The type information in generics is only available at compile time, after which the object only has the instantiated type. This for backward compability with code not utilizing or knowing about generics; as such, generalized types can be treated (in fact, at run time, are) "raw" Java types. Legacy code can, however, in the case with the above sum function, insert non-integers into the collection, and only when executing sum will there be a failure with a ClassCastException. There exists special Java classes for attaching run-time checks that no invalid values can even be inserted to the collection, which can be used where needed.

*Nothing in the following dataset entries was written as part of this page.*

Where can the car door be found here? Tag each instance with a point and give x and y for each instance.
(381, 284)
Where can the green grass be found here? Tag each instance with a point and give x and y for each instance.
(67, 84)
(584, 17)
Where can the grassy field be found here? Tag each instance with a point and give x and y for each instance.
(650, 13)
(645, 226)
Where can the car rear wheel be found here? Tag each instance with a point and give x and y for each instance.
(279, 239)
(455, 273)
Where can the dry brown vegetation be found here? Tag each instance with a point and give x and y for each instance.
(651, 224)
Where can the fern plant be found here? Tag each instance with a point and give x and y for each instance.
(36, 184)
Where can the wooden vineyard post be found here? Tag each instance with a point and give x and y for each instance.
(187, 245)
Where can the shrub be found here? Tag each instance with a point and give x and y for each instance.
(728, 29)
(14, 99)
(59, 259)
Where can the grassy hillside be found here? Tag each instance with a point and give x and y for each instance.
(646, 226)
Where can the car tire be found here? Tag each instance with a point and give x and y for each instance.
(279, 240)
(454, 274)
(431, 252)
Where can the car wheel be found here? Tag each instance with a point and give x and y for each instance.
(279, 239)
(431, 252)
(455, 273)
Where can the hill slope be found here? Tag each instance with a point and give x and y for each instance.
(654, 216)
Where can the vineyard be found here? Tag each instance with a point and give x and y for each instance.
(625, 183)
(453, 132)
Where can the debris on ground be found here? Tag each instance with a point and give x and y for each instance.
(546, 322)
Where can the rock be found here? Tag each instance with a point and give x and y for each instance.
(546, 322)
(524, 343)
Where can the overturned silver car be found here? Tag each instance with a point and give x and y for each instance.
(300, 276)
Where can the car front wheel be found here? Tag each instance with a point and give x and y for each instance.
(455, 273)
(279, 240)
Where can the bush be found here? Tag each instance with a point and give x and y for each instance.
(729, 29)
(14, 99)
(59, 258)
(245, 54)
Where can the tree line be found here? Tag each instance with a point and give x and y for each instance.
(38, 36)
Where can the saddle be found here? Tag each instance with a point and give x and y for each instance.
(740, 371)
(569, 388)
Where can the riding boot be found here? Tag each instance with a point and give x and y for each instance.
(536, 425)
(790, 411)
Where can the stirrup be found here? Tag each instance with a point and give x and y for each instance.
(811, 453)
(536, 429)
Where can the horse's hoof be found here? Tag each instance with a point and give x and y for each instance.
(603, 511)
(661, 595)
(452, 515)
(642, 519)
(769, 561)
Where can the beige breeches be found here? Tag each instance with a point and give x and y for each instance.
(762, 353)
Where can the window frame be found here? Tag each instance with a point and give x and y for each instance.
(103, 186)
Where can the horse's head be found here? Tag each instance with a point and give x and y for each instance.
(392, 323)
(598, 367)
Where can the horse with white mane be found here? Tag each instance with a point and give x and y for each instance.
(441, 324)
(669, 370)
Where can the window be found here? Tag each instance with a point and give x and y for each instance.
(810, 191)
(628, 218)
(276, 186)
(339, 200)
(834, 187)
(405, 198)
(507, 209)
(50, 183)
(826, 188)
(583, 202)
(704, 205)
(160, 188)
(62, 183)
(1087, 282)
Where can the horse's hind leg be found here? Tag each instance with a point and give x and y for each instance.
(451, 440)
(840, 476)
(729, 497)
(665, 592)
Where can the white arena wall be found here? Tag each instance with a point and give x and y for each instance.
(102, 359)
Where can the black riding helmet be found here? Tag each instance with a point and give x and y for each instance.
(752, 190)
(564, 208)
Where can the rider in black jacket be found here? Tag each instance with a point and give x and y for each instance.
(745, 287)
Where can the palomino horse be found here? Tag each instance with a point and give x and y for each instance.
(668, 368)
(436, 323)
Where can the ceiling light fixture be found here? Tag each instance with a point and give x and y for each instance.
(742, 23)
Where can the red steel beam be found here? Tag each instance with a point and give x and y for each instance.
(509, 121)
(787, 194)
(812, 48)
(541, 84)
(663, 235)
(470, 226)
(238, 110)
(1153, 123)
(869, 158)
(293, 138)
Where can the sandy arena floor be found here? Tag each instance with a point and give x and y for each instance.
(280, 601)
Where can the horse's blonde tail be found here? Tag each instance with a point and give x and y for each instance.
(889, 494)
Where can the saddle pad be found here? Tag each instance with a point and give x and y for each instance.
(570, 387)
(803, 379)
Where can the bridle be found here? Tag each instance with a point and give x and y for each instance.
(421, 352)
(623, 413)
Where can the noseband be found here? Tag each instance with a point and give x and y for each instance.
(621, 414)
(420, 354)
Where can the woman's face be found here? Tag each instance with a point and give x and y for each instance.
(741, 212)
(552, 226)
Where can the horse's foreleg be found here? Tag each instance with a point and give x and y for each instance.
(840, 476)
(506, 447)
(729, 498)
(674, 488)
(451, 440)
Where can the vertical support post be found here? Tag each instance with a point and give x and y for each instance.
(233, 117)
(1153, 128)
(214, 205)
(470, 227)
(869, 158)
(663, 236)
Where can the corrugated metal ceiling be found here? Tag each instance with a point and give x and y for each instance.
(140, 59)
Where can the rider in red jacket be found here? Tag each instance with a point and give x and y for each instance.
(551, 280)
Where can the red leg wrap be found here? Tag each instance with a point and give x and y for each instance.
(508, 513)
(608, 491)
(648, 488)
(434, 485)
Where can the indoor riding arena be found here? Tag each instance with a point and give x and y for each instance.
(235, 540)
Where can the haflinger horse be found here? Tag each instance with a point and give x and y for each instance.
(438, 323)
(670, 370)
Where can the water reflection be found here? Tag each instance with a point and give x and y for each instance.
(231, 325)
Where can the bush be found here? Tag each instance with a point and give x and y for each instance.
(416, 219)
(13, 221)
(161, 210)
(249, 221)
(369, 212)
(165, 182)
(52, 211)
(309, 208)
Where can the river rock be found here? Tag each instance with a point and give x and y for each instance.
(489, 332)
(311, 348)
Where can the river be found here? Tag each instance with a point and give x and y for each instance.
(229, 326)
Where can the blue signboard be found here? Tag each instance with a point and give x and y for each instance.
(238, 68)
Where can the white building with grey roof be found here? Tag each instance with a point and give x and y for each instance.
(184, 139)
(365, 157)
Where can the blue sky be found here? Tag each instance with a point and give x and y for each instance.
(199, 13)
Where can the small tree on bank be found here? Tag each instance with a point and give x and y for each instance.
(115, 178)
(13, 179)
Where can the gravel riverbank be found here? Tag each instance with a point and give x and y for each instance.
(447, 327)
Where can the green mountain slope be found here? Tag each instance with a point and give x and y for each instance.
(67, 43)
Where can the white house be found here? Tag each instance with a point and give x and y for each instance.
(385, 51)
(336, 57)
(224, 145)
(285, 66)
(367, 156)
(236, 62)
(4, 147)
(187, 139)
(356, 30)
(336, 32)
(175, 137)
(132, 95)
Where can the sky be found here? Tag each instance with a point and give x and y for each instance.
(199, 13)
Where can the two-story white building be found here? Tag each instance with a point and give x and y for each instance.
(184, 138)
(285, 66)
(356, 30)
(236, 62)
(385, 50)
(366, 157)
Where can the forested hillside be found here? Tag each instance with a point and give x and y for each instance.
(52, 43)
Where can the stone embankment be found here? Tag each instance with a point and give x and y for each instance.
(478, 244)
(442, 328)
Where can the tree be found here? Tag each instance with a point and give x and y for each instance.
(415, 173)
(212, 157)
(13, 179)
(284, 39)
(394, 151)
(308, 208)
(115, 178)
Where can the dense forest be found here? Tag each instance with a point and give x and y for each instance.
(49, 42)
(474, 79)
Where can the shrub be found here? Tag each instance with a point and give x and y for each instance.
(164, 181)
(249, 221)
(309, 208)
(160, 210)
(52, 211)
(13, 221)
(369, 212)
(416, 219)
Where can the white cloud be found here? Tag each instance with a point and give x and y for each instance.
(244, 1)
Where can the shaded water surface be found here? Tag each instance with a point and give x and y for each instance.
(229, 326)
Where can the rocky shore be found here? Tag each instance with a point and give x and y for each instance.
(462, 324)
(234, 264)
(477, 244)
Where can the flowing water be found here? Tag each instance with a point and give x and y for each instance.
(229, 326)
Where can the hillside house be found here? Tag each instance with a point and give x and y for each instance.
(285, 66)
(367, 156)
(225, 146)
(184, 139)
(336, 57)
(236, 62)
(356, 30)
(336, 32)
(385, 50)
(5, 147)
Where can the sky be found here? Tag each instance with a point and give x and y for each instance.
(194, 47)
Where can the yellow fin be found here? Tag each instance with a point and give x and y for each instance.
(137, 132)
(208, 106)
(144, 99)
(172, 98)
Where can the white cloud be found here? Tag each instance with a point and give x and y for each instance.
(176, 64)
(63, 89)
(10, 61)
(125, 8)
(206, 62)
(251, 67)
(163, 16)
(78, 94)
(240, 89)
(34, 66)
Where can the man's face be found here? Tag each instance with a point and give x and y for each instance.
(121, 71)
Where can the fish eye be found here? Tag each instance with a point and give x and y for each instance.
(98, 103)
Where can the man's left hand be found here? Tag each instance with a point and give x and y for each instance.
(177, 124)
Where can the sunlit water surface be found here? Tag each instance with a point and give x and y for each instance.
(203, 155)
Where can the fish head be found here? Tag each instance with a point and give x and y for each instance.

Generics in Java can also contain wildcards for universal quantification:

int length(Collection<?> xs) {
    int l = 0;
    for (Iterator<Int> i = xs.iterator(); i.hasNext(); i.next()) {
        l += 1;}
    return l;}

The quantification (both wildcard and regular types) can have a lower or upper bound, through the use of the super and extends keywords, where the former imposes a lower bound and the latter an upper bound. We modify the sum() function to give an example of extends:

int sum(Collection<? extends Int> xs) {
    int s = 0;
    for (Iterator<Int> i = xs.iterator(); i.hasNext();) {
        s += i.next();}
    return s;}

Lower bounds are useful for e.g. operating on generic data structures. The following function declaration would let the user add an object x of type T into any queue structure that supports adding a super-type of T:

int addToQ(T x, Q<? super T> q) {
    ...
}

Classes and Interfaces

Classes in Java utilize existential quantification in that the public methods of the class represent the general interface, immediately instantiated by the code in the methods themselves. This achieves information hiding, by not exposing all of the actual implementation of the code, allowing for private methods and state to be used internally as helpers.

Interfaces allows for i) inclusion polymorphism and ii) existential quantification as it enables functions to parameterize on the any sub-type of the interface while hiding the the actual type/implementation of the interface. Any given class can extend zero or more classes, but only implement the behaviour of zero or one interface.

Python

Unlike Java, there are no primitives -- everything is an object. Python has classes, but no interfaces. Instead of a static type system, Python utilizes late binding for attribute access, causing a run-time exception should the object not support the given operation. In fact, that's a common idiom for checking for the existance of variable names:

try:
    foo
except NameError, x:
    # name 'foo' not in use
    pass

In Python (like Java), variables are reference, but the name itself does not have a type attached to it -- all it does is point to an object. Links has to be followed to give the return value. Because of the late binding, Python does not use interfaces, but instead relies on naming conventions, even if there's some work (Zope's zope.interface, most notably) to get a more formalized interface. For example, given the following function which counts the occurance of the literal '1' in a file:

def countOnes(f):
    return len([i for i in f.read() if i == '1'])

lineCount can be used with file-like objects supporting the operation .read(). We could therefore define a class that's not a file at all, but still supports the read operation:

class RandomSequence:
    def __init__(self, count):
        self.count = count

    def read(self):
        return [str(random.randint(0, 9)) for i in range(self.count)]

rs = RandomSequence(100)
print "Out of 100 numbers,", countOnes(rs), "were ones."

Objects can be dynamically altered at run time; adding and removing attributes to objects is a common task in Python. This is form of universal polymorphism, achieved through the overloading ad-hoc polymorphism. Magic names are used for supporting operators in the language. For example, the operator + is called __add__ and can be added to any class definition. Python also supports coercion for certain types, such as addition with integer and real values producing a real value.